As the business aviation industry continues to expand, experts say providing top-tier service to clients will give companies a critical advantage in an increasingly competitive environment.
Establishing and retaining an effective culture of service is a daily process that starts with hiring, training and retaining the best employees, clearly defining your company’s core values and regularly reinforcing them.
“Every organization talks about its core values, but for core values to be real, they have to be demonstrated by the people in the organization,” said aviation consultant Dustin Cordier, founder and head coach at StepZero Coaching. “The leaders of the organization have to say, ‘If I had 100 people like that, I would take over the world.’”
Hiring people with the right mindset is the critical component, he said. “If you are not attracted to helping people and seeing what happens when you help people, customer service is just not for you.”
Cordier, who has spent his entire adult life in aviation, starting with an appointment to the United States Air Force Academy, said exceptional customer service doesn’t have to be expensive or involve grand gestures.
Small, thoughtful, genuine measures will be more critical than extravagance, he said. “It can be as simple as putting a smile on someone’s face,” said Cordier, who also serves on NBAA’s Business Aviation Management Committee (BAMC). “It is little things that show you have an interest in something other than yourself. Too often in customer service, we deal with people who can’t take their eyes off their phones or computers.”
The Difference Between ‘Good’ and ‘Great’
Of course, customer service must be viewed with a focus on safety and compliance being the top concerns of all employees – from frontline workers all the way up to the executive suites.
ENG Aviation Vice President Cat Wren believes there are subtle but significant differences that companies make that separate the truly great from those that are good or mediocre.
“In business aviation, safety and compliance must be top priorities for aiming for success or being more than ‘good.’ Just as crucial is the alignment of the organization’s vision, values and culture,” Wren said. “After years of being in the business, I have often seen companies that focus solely on the end game – the outputs and profits – which puts them at risk of becoming mediocre at best.
“With this mindset, it can hinder your growth, ultimately affecting customer satisfaction, and giving no purpose or true vision for your teams to rally behind,” Wren said. “At ENG, we emphasize to our teams daily that if we continuously work on improving our internal mechanisms, the outcomes will take care of themselves.
“This approach and philosophy shine a light on nurturing a robust internal culture to drive external success, or what we call, being customer obsessed. If you want to compete in today’s competitive landscape, companies must understand that a one-size-fits-all approach simply does not work,” Wren added. “We must adapt to our customer’s specific wants and needs to lead others in the industry and be considered excellent.”
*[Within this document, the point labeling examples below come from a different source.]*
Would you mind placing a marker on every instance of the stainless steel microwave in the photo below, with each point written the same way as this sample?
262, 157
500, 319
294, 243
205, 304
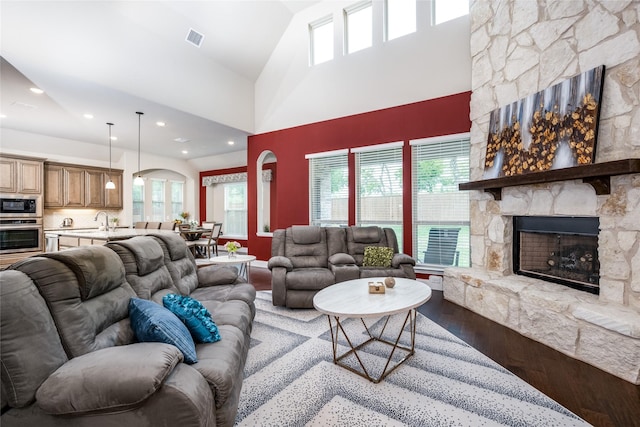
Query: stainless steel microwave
20, 206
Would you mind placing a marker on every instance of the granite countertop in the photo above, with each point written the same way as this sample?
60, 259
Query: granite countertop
118, 234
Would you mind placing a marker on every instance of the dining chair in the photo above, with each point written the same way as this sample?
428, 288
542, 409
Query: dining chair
212, 240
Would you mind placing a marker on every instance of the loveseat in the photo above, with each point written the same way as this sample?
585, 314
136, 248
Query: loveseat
70, 349
305, 259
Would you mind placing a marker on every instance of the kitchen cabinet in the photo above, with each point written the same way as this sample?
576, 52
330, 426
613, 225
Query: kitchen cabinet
77, 186
21, 175
74, 188
53, 186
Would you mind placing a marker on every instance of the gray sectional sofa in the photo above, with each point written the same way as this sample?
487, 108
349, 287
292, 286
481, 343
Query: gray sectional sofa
305, 259
70, 356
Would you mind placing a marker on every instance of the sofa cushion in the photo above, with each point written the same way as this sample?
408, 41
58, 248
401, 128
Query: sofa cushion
367, 234
30, 347
111, 379
312, 279
377, 256
194, 315
306, 234
154, 323
148, 256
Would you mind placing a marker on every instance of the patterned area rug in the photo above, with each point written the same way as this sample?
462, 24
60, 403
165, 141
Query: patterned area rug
290, 379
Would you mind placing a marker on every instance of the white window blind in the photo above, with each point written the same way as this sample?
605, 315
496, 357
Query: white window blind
379, 187
329, 189
440, 209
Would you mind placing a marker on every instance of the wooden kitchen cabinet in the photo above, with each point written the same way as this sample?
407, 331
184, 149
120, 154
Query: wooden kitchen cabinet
73, 187
94, 188
54, 186
77, 186
21, 175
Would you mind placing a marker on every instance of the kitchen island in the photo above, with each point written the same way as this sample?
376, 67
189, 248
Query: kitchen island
83, 237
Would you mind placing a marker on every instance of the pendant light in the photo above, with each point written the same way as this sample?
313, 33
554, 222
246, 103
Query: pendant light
138, 180
110, 185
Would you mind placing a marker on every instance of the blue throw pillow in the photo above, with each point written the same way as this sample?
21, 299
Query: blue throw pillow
194, 315
152, 322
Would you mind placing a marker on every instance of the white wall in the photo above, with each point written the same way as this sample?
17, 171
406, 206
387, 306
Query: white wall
433, 62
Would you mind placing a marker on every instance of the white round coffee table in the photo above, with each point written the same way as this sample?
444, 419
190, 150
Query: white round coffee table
351, 299
243, 260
Building a Customer Service Culture
NBAA has partnered with ServiceElements International to develop an assessment-based certificate program that will provide participants with mid-level training on the elements of exemplary customer service.
Learn more about NBAA’s Business Aviation Customer Service Certificate program.
“There is a lot of great training out there, but nothing that really puts it together all in one place,” said NBAA Senior Director, Credentialing Tyler Austin. “Many of our members were going outside of aviation training for customer service needs, and there wasn’t something that was really designed holistically for the aviation industry, so we quickly realized that there was a need.”
“When you build a culture of service, and everyone is on that same page, it means even the tasks you structure, the work you structure, everyone on your team has to understand that everyone is about the customer,” said ServiceElements Vice President Lisa Archambeau, CAM, who also serves on NBAA’s BAMC. “Ultimately, we are all here to serve that external customer.”
Archambeau believes that means empowering employees and encouraging team members to hold each other accountable, including leadership, especially when many decision-makers are being told to invest heavily in artificial intelligence and automation to reduce costs.
“People know the companies that have no customer service – where you cannot ever reach a person and it’s so automated.” That kind of customer service, she said, will only take unhappy customers and make them even more unhappy, eventually transforming them into non-customers. “Always ensure there is an option to talk to a human being,” she said.
An effective customer service culture can make an FBO, charter or Part 91 operation the best that it can be. “Because it’s not great aircraft or great facilities,” Archambeau said. “It’s the people that make the difference.”